Tempus Delicti (Waktu Terjadinya Tindak Pidana) : Pengertian, Arti Penting, Tujuan, Dan Teori Tentang Tempus Delicti (Waktu Terjadinya Tindak Pidana)

Silahkan Bagikan Tulisan-Artikel ini :
Pengertian Tempus Delicti. Ketentuan Pasal 143 Undang-Undang Nomor : 8 Tahun 1981 tentang Hukum Acara Pidana (KUHAP), menyebutkan bahwa :

(1) Penuntut umum melimpahkan perkara ke Pengadilan Negeri dengan permintaan agar segera mengadili perkara tersebut disertai dengan surat dakwaan.
(2) Penuntut umum membuat surat dakwaan yang diberi tanggal dan ditanda-tangani serta berisi :
  • a. Nama Lengkap, tempat lahir, umur atau tanggal lahir, jenis kelamin, kebangsaan, tempat tinggal, agama dan perkerjaan tersangka.
  • b. Uraian secara cermat, jelas dan lengkap mengenai tindak pidana yang didakwakan dengan menyebutkan waktu dan tempat tindak pidana itu dilakukan (tempus dan locus delicti, pen).
(3) Surat dakwaan yang tidak memenuhi ketentuan sebagaimana dimaksud dalam ayat (2) huruf b batal demi hukum.

Ketentuan Pasal 143 KUHAP tersebut menegaskan bahwa dalam surat dakwaan, penuntut umum harus mencantumkan selain tempat terjadinya tindak pidana (locus delicti), juga harus mencantumkan juga waktu terjadinya tindak pidana (tempus delicti). Jika dalam surat dakwaan, penuntut umum tidak mencantumkan tempat dan waktu terjadinya tindak pidana, maka akan berakibat batalnya surat dakwaan dimaksud.

Istilah “tempus delicti” merupakan penggabungan dari dua kata, yaitu “tempus” atau tempo yang berarti waktu, dan “delicti” yang berarti delik atau tindak pidana. Sehingga berdasarkan pengertian tersebut, istilah “tempus delicti” dapat diartikan sebagai waktu terjadinya suatu delik atau tindak pidana. Lebih luas lagi, penentuan tempus delicti sangat penting untuk menentukan apakah suatu undang-undang dapat diterapkan terhadap suatu tindak pidana.

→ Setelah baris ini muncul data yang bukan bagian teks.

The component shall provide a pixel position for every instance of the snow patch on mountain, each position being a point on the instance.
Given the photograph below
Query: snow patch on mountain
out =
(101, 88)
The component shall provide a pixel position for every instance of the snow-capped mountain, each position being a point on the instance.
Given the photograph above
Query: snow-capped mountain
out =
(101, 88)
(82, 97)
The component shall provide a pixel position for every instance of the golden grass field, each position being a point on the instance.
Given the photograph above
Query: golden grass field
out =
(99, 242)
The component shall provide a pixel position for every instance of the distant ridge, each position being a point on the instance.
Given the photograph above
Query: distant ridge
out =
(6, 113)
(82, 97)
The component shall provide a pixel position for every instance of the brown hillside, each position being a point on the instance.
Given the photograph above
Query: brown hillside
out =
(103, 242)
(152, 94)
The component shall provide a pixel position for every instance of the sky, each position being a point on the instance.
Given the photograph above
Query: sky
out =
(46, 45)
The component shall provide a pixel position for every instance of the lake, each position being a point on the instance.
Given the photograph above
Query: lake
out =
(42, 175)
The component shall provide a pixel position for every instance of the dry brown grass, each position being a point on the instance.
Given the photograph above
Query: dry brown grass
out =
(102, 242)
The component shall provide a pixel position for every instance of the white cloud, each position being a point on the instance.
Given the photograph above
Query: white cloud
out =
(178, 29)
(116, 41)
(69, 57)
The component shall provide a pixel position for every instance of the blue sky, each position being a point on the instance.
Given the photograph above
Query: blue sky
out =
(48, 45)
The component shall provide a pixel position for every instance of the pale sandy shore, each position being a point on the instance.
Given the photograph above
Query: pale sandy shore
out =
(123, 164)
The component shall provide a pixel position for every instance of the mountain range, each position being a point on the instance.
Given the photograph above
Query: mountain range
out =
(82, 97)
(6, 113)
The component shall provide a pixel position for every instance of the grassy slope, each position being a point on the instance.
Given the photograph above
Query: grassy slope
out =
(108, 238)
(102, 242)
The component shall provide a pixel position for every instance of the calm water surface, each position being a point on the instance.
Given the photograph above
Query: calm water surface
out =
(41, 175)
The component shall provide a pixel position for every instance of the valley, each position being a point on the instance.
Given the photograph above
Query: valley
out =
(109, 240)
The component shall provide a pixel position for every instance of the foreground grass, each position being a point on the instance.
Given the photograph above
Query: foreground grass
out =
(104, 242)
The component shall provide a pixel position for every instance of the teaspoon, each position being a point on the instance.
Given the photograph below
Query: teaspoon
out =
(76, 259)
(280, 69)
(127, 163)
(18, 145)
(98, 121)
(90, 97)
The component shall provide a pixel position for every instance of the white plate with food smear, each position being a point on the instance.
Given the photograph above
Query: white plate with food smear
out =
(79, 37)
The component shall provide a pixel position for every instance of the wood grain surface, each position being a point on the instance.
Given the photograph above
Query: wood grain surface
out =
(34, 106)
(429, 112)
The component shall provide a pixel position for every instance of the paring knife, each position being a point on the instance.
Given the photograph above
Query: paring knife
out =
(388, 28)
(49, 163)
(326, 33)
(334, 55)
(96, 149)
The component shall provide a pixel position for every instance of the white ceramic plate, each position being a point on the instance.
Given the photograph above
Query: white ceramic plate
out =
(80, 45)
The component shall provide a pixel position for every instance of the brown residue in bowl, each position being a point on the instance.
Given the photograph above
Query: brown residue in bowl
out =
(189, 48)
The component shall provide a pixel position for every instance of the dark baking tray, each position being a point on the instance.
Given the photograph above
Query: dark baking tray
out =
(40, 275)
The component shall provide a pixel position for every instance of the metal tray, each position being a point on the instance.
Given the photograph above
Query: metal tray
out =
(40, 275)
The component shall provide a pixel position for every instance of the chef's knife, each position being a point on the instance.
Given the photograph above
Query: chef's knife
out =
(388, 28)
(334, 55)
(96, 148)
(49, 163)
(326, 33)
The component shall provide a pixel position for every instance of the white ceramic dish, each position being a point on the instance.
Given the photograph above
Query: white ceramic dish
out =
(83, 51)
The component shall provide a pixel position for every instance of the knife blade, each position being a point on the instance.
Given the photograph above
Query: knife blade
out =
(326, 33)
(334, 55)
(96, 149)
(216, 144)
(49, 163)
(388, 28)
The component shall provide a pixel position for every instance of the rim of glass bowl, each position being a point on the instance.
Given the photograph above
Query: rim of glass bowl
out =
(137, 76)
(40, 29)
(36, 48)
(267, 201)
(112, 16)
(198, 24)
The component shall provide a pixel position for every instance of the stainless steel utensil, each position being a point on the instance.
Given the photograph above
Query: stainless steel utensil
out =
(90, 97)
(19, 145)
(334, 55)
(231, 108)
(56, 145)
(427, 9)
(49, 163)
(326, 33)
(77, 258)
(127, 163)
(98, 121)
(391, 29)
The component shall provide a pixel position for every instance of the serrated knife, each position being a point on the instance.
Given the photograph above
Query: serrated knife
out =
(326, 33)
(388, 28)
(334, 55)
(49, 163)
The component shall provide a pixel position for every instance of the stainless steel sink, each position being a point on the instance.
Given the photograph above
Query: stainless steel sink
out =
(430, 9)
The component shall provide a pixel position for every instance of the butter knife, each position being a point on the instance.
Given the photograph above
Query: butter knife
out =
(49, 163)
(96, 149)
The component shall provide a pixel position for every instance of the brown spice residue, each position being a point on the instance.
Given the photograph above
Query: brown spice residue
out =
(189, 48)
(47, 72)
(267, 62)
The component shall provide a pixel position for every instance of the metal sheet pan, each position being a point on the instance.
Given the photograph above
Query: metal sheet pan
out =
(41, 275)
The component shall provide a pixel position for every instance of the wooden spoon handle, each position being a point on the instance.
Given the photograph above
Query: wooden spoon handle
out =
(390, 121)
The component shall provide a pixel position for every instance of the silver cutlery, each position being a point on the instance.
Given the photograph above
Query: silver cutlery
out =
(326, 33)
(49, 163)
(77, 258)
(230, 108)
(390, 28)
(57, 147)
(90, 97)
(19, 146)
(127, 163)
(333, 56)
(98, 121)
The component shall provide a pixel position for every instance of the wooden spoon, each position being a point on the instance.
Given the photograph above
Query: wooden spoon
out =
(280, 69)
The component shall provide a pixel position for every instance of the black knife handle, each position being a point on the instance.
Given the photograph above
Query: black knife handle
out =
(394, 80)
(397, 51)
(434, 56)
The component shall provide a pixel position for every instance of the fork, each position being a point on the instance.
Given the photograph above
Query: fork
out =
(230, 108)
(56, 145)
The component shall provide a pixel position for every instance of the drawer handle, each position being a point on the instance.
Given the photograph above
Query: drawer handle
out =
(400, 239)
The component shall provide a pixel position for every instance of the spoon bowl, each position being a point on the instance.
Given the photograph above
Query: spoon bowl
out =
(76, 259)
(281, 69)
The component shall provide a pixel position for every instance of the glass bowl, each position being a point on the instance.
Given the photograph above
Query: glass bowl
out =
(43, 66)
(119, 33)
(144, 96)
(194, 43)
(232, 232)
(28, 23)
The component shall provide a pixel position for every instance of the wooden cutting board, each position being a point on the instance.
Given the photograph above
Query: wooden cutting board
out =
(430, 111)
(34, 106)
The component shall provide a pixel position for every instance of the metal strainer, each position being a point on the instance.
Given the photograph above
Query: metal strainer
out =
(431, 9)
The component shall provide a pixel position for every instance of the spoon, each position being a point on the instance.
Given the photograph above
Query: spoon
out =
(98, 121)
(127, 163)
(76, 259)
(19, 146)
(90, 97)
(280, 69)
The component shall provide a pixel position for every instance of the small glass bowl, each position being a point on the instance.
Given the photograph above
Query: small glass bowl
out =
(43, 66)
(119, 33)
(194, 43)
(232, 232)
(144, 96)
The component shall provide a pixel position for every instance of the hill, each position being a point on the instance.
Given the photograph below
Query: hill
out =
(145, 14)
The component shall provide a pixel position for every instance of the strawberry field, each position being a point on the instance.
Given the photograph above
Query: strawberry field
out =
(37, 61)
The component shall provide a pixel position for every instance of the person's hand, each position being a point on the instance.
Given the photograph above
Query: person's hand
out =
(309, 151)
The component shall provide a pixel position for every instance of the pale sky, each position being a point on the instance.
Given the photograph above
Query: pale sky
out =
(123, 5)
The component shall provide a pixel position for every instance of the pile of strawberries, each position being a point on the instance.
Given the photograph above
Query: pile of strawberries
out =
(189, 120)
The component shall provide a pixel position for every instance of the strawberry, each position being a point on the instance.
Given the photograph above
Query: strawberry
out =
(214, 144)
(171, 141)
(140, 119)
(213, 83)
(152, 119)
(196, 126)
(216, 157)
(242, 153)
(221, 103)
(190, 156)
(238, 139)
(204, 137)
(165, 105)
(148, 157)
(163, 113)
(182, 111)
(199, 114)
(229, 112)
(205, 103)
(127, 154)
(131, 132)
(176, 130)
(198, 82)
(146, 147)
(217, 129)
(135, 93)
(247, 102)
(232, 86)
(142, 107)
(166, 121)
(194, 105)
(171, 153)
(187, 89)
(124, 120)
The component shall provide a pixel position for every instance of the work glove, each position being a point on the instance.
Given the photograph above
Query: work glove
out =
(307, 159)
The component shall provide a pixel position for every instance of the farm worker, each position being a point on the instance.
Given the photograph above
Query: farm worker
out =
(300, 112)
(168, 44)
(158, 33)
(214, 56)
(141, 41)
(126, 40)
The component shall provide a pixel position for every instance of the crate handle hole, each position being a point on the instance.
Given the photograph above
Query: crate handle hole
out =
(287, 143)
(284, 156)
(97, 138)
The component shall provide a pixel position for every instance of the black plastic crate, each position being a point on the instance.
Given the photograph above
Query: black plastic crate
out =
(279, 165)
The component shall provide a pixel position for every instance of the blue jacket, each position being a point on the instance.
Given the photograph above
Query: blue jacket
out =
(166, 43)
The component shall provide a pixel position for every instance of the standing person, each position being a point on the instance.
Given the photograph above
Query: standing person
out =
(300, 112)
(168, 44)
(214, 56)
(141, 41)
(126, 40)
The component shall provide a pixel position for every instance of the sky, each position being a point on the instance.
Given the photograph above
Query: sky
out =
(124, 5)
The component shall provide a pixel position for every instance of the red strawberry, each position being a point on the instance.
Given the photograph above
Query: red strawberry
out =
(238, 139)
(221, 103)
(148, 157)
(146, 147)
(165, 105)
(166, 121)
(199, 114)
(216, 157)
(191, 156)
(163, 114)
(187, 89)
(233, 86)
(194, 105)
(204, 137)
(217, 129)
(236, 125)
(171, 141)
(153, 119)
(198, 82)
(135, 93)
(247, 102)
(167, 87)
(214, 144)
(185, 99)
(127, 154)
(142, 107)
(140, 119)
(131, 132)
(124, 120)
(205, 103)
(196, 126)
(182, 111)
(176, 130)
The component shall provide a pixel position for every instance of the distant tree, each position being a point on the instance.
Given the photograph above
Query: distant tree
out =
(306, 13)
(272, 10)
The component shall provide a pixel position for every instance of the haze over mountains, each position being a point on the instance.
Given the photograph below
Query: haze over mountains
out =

Moeljatno, dalam “Azas-Azas Hukum Pidana”, menjelaskan bahwa penentuan waktu terjadinya tindak pidana (tempus delicti) sangat diperlukan, meskipun tidak ada ketentuan khusus yang mengatur mengenai hal tersebut dalam dalam undang-undang hukum pidana. Lebih lanjut, Moeljatno menyebutkan bahwa keberadaan tempus delicti diperlukan karena berkaitan dengan hal sebagai berikut :
  • untuk memecahkan persoalan tentang berlakunya peraturan hukum pidana atau kewenangan instansi untuk menuntut dan mengadili (bersama dengan locus delicti).
  • memiliki arti penting bagi lex temporis delicti maupun hukum transitor, dan mengenai keadaan jiwa atau umur dari terdakwa, serta berlakunya tenggang daluwarsa.

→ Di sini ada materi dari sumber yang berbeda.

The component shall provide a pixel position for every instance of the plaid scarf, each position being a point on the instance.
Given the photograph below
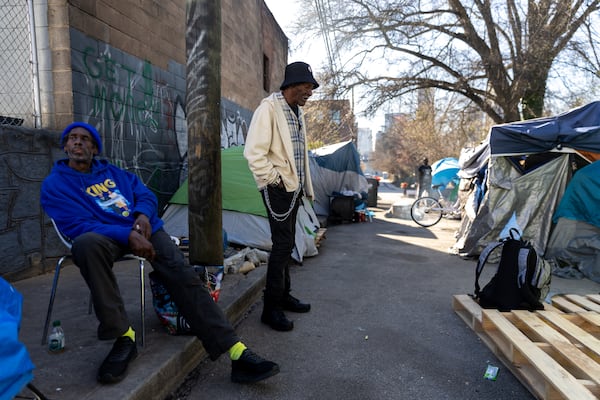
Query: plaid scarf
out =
(297, 135)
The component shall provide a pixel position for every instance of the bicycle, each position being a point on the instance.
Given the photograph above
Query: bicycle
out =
(428, 211)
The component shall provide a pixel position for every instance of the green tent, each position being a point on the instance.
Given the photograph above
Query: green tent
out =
(238, 187)
(244, 215)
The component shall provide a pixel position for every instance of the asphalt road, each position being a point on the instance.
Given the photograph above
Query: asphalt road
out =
(381, 325)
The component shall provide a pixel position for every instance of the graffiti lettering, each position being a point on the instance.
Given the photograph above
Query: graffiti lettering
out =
(114, 88)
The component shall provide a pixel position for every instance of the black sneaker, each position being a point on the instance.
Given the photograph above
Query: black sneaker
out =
(277, 320)
(290, 303)
(114, 366)
(252, 368)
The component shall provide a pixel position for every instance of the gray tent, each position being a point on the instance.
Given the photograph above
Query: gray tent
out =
(529, 166)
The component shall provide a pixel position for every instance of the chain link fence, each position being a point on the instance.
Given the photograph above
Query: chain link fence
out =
(16, 77)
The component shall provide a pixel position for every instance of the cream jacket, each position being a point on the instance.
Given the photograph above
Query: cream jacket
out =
(269, 149)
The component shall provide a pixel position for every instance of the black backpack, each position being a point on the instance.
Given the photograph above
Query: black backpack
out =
(521, 281)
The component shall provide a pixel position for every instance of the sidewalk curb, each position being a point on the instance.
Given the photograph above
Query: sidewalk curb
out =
(165, 379)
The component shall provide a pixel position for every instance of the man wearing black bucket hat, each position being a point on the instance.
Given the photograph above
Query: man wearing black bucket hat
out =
(278, 158)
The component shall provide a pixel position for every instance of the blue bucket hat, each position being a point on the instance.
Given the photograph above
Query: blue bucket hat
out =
(87, 127)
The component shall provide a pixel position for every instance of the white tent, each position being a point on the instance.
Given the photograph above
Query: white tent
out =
(529, 166)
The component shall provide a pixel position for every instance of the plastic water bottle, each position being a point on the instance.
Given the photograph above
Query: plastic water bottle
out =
(56, 339)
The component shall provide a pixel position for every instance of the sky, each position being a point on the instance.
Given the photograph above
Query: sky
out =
(313, 53)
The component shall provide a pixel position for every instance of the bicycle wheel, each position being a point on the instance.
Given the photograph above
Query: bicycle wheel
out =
(426, 211)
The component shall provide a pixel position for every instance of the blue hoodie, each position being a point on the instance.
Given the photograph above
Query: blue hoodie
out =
(106, 200)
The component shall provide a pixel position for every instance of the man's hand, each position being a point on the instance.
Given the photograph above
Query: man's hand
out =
(142, 226)
(140, 246)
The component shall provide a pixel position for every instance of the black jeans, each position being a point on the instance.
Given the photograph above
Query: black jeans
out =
(95, 254)
(283, 234)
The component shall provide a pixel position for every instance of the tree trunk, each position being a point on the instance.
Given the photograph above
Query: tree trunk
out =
(203, 46)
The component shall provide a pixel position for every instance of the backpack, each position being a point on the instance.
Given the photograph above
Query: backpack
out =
(522, 279)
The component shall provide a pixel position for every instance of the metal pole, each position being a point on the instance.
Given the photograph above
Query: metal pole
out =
(37, 112)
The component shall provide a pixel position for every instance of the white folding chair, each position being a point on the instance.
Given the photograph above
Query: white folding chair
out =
(67, 242)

Arti Penting Tempus Delicti. Selaras dengan pendapat dari Moeljatno tersebut, dapat disebutkan bahwa arti penting dari tempus delicti adalah berkaitan dengan :

1. Pasal 1 Kitab Undang-Undang Hukum Pidana (KUH Pidana).
Ketentuan Pasal 1 KUH Pidana berkaitan dengan berlakunya hukum pidana menurut waktu (tempus), di mana ketentuan Pasal 1 KUH Pidana, menyebutkan bahwa :

(1) Suatu perbuatan tidak dapat dipidana, kecuali berdasarkan kekuatan ketentuan perundang-undangan pidana yang telah ada.
(2) Bilamana ada perubahan dalam perundang-undangan sesudah perbuatan dilakukan, maka terhadap terdakwa diterapkan ketentuan yang paling menguntungkannya.


Ketentuan Pasal 1 KUH Pidana tersebut untuk menentukan apakah perbuatan atau tindak pidana yang bersangkut paut pada waktu itu sudah dilarang dan diancam dengan pidana atau belum, hal tersebut berarti bahwa :
  • suatu perbuatan dapat dipidana kalau termasuk ketentuan pidana menurut undang-undang. Oleh karena itu pemidanaan berdasarkan hukum tidak tertulis tidak dimungkinkan;
  • ketentuan pidana itu harus lebih dahulu ada daripada perbuatan itu, dengan kata lain, ketentuan pidana itu harus sudah berlaku ketika perbuatan itu dilakukan. Oleh karena itu ketentuan tersebut tidak berlaku surut (asas non retroaktif), baik mengenai ketetapan dapat dipidana maupun sanksinya.

Dalam kaitannya dengan berlakunya hukum pidana menurut waktu (tempus), terdapat tiga asas pokok dalam ketentuan Pasal 1 ayat (1) KUH Pidana, yaitu :
  • asas legalitas (nullum delictum, nulla poena, sine praevia lege poenali). Tiada hukuman tanpa suatu peraturan yang terlebih dahulu menyebut perbuatan yang bersangkutan sebagai suatu delik dan yang memuat suatu hukuman yang dapat dijatuhkan atas delik itu.
  • asas larangan berlaku surut. Larangan memberlakukan undang-undang yang baru lahir terhadap suatu tindakan pidana yang sebelumnya belum diatur dalam undang-undang. Jadi sifat undang-undang pidana adalah berjalan ke depan dan tidak ke belakang.
  • asas larangan penggunaan analogi. Analogi terjadi apabila suatu peraturan hukum menyebut dengan tegas suatu kejadian yang diatur, tetapi peraturan itu dipergunakan juga bagi kejadian lain yang terang tidak disebut dalam peraturan itu, tetapi banyak terjadi dengan kejadian-kejadian lainnya.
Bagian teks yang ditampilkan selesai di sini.